Beşiktaş, Trabzonspor ile Vodafone Park'ta 2-2 berabere kaldı. Mücadelenin ardından yazılan köşe yazıları şu şekilde;
110
Dün akşam son derece eğlenceli, heyecanlı ve gitgelli bir şov vardı. Lens’in kaçırdığı pozisyon ve sonrasında Rodallega’nın golü, çok kısa zamana sığan bir drama patlamasıydı. İzlediğimiz bu çok iyi gösteri için teşekkür etmemiz gerekiyor.

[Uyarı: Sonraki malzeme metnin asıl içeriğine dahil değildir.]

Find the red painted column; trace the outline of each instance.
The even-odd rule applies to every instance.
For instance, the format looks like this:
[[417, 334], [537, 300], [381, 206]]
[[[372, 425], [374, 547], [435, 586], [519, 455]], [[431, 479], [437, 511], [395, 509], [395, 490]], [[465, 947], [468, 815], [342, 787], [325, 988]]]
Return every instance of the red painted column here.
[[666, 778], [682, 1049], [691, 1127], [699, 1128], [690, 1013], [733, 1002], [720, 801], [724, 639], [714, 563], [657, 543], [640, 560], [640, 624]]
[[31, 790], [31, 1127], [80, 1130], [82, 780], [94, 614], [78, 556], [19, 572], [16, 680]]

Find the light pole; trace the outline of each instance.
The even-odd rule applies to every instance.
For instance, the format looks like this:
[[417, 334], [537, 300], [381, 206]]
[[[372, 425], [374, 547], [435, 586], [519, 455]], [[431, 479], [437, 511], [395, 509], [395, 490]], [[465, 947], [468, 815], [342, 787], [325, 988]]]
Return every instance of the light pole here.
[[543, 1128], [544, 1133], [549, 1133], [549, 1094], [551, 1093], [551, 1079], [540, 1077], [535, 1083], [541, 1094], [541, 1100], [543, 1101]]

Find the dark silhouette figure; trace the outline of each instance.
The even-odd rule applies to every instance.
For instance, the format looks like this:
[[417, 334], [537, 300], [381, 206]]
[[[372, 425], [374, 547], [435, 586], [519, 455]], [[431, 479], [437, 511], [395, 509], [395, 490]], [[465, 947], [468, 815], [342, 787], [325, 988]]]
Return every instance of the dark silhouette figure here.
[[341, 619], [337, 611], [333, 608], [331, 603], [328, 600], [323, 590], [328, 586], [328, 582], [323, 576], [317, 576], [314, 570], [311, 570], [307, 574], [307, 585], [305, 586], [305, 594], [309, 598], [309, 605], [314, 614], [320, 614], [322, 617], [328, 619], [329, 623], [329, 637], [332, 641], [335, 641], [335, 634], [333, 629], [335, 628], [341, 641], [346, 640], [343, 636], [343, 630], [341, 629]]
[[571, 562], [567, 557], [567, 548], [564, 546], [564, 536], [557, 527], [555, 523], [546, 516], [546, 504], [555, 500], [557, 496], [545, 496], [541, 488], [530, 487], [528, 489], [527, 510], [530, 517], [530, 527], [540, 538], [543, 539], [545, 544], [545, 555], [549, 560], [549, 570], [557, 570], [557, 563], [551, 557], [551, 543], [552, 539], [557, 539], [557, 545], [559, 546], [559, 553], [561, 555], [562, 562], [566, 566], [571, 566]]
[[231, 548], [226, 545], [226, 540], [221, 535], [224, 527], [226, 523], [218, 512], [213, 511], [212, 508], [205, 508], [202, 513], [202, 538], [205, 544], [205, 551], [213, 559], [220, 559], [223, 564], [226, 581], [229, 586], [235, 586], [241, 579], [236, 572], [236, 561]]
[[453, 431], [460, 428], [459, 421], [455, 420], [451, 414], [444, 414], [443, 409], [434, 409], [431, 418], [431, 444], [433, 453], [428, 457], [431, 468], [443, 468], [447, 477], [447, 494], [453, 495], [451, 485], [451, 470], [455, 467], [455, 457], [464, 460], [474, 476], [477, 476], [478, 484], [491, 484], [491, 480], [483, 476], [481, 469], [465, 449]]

Dün akşam memlekette saat 19.30’da yapılabilecek en iyi şeylerden birini yapmış olmanın keyfi var bende. Son derece eğlenceli, heyecanlı, gitgelli bir şov izledim. Lens’in attığı şahane golün sonrasında kaçırdığı net pozisyonun hemen ardından Rodallega’nın mükemmel bir kafa vuruşuyla 2-2’ye getirişi çok kısa zamana sığan bir drama patlamasıydı. Başından sonuna ama özellikle son 15 dakikada alınan risklerle çok iyi bir gösteri izledik. Öncelikle yapmamız gereken bir teşekkür etmek.
Güneş asla kabul etmez
Kuşkusuz bu güzel gösteriyi teknik heyetler aynı keyifle karşılamayacak. Az önce anlattığım o dramatik an, misal Şenol Güneş’in asla kabul edemeyeceği bir durum. Trabzsonspor 2 santrafora dönmüşken takım boyu iyice uzamışken ve çok top kabedereken, hem de 2-1 öndeyken rakibi bu kadar kolay kaleye getirmek onun canını sıkmıştır. Tabii bunun sebepleri var. Beşiktaş’ın bu maça çıkarken yaşadığı dezavantajı; Atiba, Oğuzhan ve Quaresma’nın yokluğunun ne demek olduğunu iyi anlamak lazım. Böyle bir eksiklik rakiplerinde olsa ne olurdu diye bir karşılaştırma yapılamaz. Çünkü bu kadar hayati rol oynayıp fark yaratan bir üçlü başka kimsede yok. Onlar yokken doğal olarak istenen pas trafiğinin yakalanması kolay değil.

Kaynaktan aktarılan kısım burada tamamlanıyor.